In our daily experience with patients’ problems we use, with positive results in the majority of them, an approach in four phases during a weekly counseling with a single patient. The first phase aims to establish a relationship in empathy; the second phases aims to help the patient to look at behind of things and events, to look for into his past history and tell it; the third phase has the aim to guide patients to realize what of his history is disturbing or not and help him in his decision to remove them; the final phase is used to reinforce patient’s resilience in order to help him to find and appropriate use all the capabilities he has put aside. During counseling, information on risk factors, cardiovascular diseases, relationship among neuro hormonal structure and function, behavior and cardiovascular apparatus are given.

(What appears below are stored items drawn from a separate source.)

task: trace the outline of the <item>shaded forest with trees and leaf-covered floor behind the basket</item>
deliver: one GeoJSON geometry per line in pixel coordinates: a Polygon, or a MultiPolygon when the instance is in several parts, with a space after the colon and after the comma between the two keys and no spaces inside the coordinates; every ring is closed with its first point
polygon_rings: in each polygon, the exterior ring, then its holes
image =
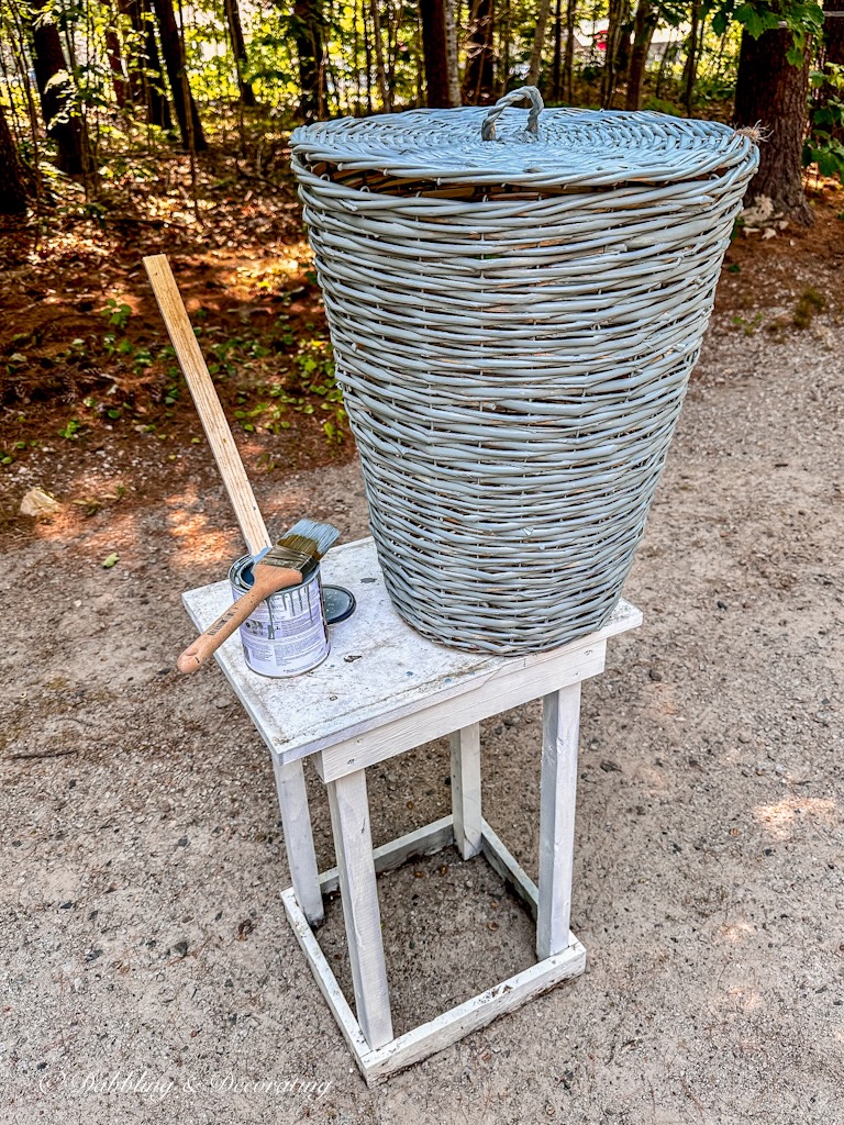
{"type": "Polygon", "coordinates": [[[255,464],[286,431],[286,464],[351,453],[288,171],[302,122],[531,83],[757,127],[770,230],[841,214],[844,0],[0,0],[0,32],[7,469],[106,430],[199,440],[140,272],[156,250],[255,464]]]}

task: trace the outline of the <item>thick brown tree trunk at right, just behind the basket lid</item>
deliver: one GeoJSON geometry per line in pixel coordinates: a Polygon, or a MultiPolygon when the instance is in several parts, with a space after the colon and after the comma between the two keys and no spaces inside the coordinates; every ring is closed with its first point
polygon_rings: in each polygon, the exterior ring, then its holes
{"type": "Polygon", "coordinates": [[[814,216],[802,189],[802,147],[809,90],[809,50],[801,66],[785,57],[791,33],[763,32],[754,39],[742,33],[736,81],[736,124],[761,123],[767,140],[760,145],[758,172],[747,197],[769,196],[776,210],[805,226],[814,216]]]}

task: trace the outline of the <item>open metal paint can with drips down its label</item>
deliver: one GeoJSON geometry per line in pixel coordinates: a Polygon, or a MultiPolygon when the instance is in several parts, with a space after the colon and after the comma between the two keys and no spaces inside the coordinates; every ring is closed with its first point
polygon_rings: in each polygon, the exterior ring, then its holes
{"type": "MultiPolygon", "coordinates": [[[[237,601],[252,586],[252,556],[244,555],[228,572],[237,601]]],[[[264,598],[240,629],[248,667],[262,676],[298,676],[329,655],[329,627],[317,567],[305,582],[264,598]]]]}

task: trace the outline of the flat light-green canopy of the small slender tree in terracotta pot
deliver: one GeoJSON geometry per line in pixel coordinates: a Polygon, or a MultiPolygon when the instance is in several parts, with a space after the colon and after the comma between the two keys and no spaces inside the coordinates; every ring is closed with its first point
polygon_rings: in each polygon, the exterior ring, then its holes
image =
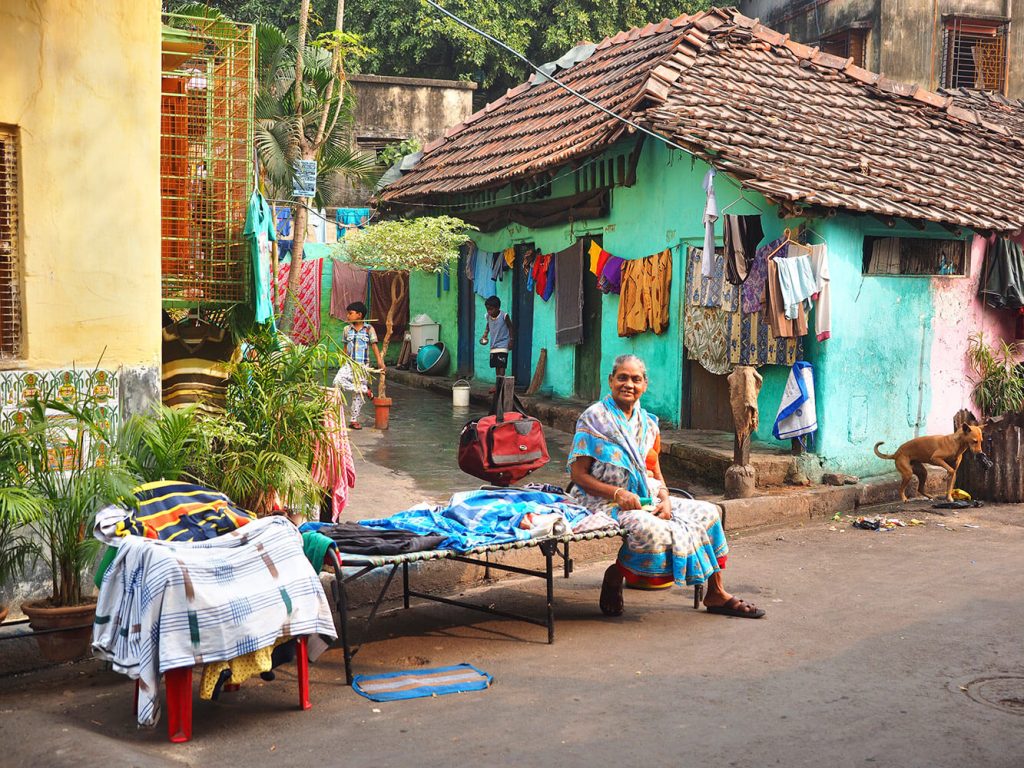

The final objective is to help the patient to recognize his own problems, to help him to look at things from a different point of view, to give him the necessary information to better manage his disturbing factors and to help him to recover the emotional energy and the positive sense of purpose and self worth: in few words to reappropriate of himself, improve his lifestyle and look at the future in a better way.
The Way Forward
Social and economic problems provide the field, the person’s perception of themselves regarding their internal world and wishing to be themselves balanced against the external world are the main topics to be stressed in the incoming future, and cardiologists and all the specialists involved, should play a preminent role in promoting more attention, more time to spend and more research for a better comprehension of stress dynamics in behavioral risk factors relationship for an increasing time to dedicate to treatment. Behavioral Cardiology could be an emerging field of medical practice that aims to recognize, manage and treat stressing factors that produce adverse lifestyle behaviors, emotional distress, and chronic life stress contributing to promote atherosclerosis and adverse cardiac events. The future may be achieved talking much more with the patients, trying to assess his psychological profile, helping him in recognizing and managing stressing factors and emotional distress and , recovering the old way of medical profession’s beauty to look at the person with the disease and not simply at the disease.